Judge Stephanie Duncan-Peters of the District of Columbia Superior Court ruled in a nonjury trial that the woman, Renee Emry Wolfe, 39, of Ann Arbor, Mich., had not met the burden of proof necessary for a medical defense.

She could have sentenced the mother of four to six months in jail and fined her $1,000, but instead ordered Wolfe to perform 50 hours of community service and pay court costs of $50.

"I would prefer that (Wolfe) return to her home and deal with her medical condition in whatever way she and her doctor deem appropriate,'' Duncan-Peters said.

Marijuana is banned by the federal government, although voters in six states have approved laws allowing the drug to be used for medical purposes. Nearly 70 percent of voters in Washington, D.C., voted last year to allow the medical use of marijuana, but Congress has blocked the measure from becoming law.

Wolfe went to Rep. Bill McCollum's office on Sept. 15, 1998, carrying the marijuana and a sign to protest his resolution saying marijuana is a dangerous drug that should not be legalized for medical use.

Defense lawyer Jeffrey Orchard said Wolfe intended to simply tell the congressman about her experience with marijuana, but started to feel tense. She lighted the marijuana cigarette only when she believed she was about to suffer an attack of shaking and muscle tightening caused by her condition, he said.

A neurologist, Dr. Denis Petro, testified that marijuana works as a muscle relaxant, allowing people with multiple sclerosis to control their shaking, or spasticity.
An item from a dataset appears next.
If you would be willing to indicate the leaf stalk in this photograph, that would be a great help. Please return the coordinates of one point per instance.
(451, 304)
Other drugs produce severe side effects or are not as effective, he said.

Prosecutor Alex Bourelly acknowledged "this is a unique case, and a unique defense,'' but said it was clear Wolfe was guilty of marijuana possession under the law in Washington.

The judge said the "case comes down to whether there was a necessity for (Wolfe) to possess marijuana on that day in the District of Columbia.''

"There isn't any evidence she was suffering an attack of spasticity at the time she was in the congressman's office,'' Duncan-Peters concluded.

Multiple sclerosis is a disease of the central nervous system that afflicts more than 300,000 Americans. Wolfe has difficulty walking and usually sits in a wheelchair.